After fanning COVID fears, China must now allay them

Dec. 3, 2022 Updated Sat., Dec. 3, 2022 at 8:54 p.m.

Protesters march along a street during a rally for the victims of a deadly fire as well as a protest against China's harsh COVID-19 restrictions in Beijing on November 28, 2022.  (TRIBUNE NEWS SERVICE)
Protesters march along a street during a rally for the victims of a deadly fire as well as a protest against China's harsh COVID-19 restrictions in Beijing on November 28, 2022. (TRIBUNE NEWS SERVICE)
By Keith Bradsher New York Times

For nearly three years, the Chinese government deployed its considerable propaganda apparatus to fan fears about COVID to justify large-scale quarantines, frequent mass testing and the tracking of more than 1 billion people.

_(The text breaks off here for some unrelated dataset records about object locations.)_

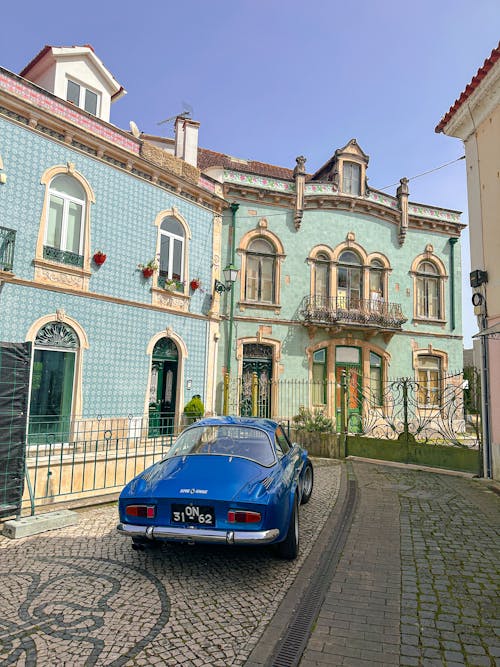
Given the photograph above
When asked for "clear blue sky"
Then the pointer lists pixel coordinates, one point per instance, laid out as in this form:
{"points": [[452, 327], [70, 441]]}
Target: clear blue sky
{"points": [[271, 80]]}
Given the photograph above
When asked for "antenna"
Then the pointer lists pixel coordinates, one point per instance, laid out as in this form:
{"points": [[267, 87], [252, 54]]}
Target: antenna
{"points": [[187, 111]]}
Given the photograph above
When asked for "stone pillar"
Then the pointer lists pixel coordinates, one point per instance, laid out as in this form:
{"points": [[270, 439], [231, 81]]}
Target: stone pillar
{"points": [[402, 194]]}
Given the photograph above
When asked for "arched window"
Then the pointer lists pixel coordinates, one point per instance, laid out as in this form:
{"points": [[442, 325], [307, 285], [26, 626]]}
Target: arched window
{"points": [[376, 280], [260, 276], [52, 382], [64, 230], [321, 278], [172, 250], [429, 380], [428, 285], [349, 280]]}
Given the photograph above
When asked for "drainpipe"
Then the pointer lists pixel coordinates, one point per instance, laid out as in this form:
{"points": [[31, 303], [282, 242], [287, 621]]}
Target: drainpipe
{"points": [[234, 208], [452, 243]]}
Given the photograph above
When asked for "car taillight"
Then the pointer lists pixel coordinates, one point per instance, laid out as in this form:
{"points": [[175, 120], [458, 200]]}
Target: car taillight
{"points": [[243, 516], [145, 511]]}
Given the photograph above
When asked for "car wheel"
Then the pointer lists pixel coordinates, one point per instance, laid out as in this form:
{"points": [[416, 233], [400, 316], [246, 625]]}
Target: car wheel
{"points": [[289, 548], [307, 483]]}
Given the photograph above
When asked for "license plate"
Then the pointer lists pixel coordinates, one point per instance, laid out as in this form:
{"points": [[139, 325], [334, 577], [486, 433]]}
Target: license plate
{"points": [[193, 514]]}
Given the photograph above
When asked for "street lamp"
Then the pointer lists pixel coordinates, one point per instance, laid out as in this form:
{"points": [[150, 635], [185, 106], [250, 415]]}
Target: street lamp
{"points": [[230, 275]]}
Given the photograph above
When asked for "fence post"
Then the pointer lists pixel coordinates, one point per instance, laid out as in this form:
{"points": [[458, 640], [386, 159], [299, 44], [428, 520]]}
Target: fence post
{"points": [[255, 395], [406, 429], [225, 406], [343, 415]]}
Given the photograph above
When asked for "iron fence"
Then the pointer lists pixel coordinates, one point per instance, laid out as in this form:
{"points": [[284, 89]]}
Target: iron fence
{"points": [[81, 457]]}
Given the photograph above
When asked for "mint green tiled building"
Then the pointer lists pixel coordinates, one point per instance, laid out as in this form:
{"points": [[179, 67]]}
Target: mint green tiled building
{"points": [[335, 277]]}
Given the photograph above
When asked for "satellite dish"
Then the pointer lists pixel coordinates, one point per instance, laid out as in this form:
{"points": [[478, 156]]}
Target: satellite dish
{"points": [[134, 129]]}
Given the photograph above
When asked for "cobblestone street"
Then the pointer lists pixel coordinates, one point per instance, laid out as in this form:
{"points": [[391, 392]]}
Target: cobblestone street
{"points": [[82, 596], [415, 584]]}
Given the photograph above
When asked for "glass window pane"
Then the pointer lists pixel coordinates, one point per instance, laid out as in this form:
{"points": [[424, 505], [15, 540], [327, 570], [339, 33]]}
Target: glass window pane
{"points": [[252, 279], [177, 260], [73, 93], [74, 228], [54, 224], [267, 277], [322, 280], [347, 355], [90, 102], [173, 226], [164, 254]]}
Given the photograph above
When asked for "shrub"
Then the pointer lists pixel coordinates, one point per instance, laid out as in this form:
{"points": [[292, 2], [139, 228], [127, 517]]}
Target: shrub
{"points": [[313, 421], [194, 409]]}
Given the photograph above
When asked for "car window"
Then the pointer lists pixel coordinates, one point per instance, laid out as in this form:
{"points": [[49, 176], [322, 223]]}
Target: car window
{"points": [[281, 442], [242, 441]]}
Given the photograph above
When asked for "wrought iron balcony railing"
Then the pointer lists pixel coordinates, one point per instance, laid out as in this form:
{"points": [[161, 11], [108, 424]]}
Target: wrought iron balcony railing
{"points": [[7, 244], [373, 313]]}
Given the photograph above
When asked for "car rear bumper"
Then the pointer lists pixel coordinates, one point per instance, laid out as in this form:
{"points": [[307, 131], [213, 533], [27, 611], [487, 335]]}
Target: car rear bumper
{"points": [[195, 535]]}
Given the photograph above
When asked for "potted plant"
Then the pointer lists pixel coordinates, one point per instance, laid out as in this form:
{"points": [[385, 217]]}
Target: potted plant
{"points": [[149, 268], [173, 285], [99, 257]]}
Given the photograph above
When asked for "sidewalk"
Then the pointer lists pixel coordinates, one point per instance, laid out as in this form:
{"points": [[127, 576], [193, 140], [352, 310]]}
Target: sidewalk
{"points": [[417, 581]]}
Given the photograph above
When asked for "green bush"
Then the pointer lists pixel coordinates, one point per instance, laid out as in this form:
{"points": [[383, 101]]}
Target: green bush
{"points": [[313, 421], [194, 409]]}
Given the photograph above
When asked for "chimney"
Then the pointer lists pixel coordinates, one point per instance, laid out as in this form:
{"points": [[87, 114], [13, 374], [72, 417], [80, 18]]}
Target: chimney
{"points": [[186, 139]]}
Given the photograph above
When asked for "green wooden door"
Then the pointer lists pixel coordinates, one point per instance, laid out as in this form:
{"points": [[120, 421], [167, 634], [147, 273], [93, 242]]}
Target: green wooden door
{"points": [[257, 359], [163, 388]]}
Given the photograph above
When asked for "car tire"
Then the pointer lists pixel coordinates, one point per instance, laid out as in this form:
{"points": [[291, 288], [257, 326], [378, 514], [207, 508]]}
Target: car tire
{"points": [[307, 483], [289, 548]]}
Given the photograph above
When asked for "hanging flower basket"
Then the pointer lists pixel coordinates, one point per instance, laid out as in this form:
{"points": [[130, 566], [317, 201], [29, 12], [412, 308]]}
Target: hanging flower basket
{"points": [[99, 257]]}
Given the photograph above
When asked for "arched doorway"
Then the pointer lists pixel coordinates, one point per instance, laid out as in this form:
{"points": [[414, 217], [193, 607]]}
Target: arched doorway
{"points": [[257, 358], [52, 383], [163, 388]]}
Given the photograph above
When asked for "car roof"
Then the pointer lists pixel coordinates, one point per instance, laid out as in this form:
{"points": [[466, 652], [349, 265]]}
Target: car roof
{"points": [[268, 425]]}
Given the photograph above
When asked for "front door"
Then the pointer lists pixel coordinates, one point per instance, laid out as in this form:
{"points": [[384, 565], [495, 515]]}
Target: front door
{"points": [[348, 361], [257, 359], [52, 381], [163, 388]]}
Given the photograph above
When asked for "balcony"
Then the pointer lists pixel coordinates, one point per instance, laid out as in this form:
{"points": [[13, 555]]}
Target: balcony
{"points": [[7, 244], [341, 312]]}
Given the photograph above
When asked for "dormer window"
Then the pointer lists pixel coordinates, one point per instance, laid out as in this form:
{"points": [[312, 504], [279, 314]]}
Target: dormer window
{"points": [[82, 97], [351, 178]]}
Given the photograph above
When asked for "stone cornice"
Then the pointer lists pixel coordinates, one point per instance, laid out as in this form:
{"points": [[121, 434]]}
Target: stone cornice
{"points": [[255, 191], [112, 146]]}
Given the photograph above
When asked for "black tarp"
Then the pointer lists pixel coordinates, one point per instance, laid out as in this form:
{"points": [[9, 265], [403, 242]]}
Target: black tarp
{"points": [[14, 383]]}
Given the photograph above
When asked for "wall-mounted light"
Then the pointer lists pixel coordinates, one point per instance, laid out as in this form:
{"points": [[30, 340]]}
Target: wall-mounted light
{"points": [[230, 275]]}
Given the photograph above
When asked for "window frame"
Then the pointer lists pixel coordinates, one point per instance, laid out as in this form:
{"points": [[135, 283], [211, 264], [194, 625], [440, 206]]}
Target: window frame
{"points": [[82, 96]]}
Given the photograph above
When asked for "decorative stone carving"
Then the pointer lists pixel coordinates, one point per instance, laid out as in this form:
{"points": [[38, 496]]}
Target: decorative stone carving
{"points": [[299, 174]]}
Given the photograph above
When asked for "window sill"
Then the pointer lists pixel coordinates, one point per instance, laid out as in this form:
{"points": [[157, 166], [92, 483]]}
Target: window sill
{"points": [[63, 275], [243, 305], [426, 320], [170, 300]]}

As Chinese authorities now shift their approach to the pandemic, they face the task of downplaying those fears.

Until the past week, during which there were rallies voicing extraordinary public opposition to the stringent “zero-COVID” rules, government officials and state media were still emphasizing the most ominous medical news about the pandemic.

And just 1½ weeks ago, the vice premier overseeing the government’s COVID responses, Sun Chunlan, said that “anyone who should be tested must be tested, and no one should be left behind.”

But as local governments hurry to dismantle testing requirements and start hauling away curbside testing booths, Sun changed tack Wednesday.

“China’s pandemic prevention faces a new situation and new tasks, given the weakening severity of the omicron variant,” she said.

China faces a challenging moment in its pandemic response, experts say, in large part because of muddled messaging. The government has failed to take many proven public health measures, such as aggressive campaigns for full vaccination, leaving many citizens of the world’s most populous nation at risk.

In June, China’s top leader, Xi Jinping, had personally affirmed that sacrifices were needed to stop the spread of COVID.

Beijing is rapidly moving to lighten the burden of COVID restrictions.

Some neighborhood committees are beginning to let residents stay home if they or their family members are infected, instead of transporting them to makeshift hospitals, vast stadiums or long rows of shipping containers – standard procedure since the early months of the pandemic.

Chengdu, Guangzhou, Tianjin, Beijing, Chongqing and Shenzhen have all lifted requirements in the past several days for residents to show negative COVID tests before taking the subway or entering other public places.

Guiding public opinion in a new direction will not be easy for China, because state media had effectively suppressed any suggestion that COVID might be manageable.

“Until recently, the experts were all geared to supporting the policy against COVID,” said Dali Yang, a political scientist at the University of Chicago. “The media is suddenly going all the way in the direction that the virus has mutated and is less pathogenic.”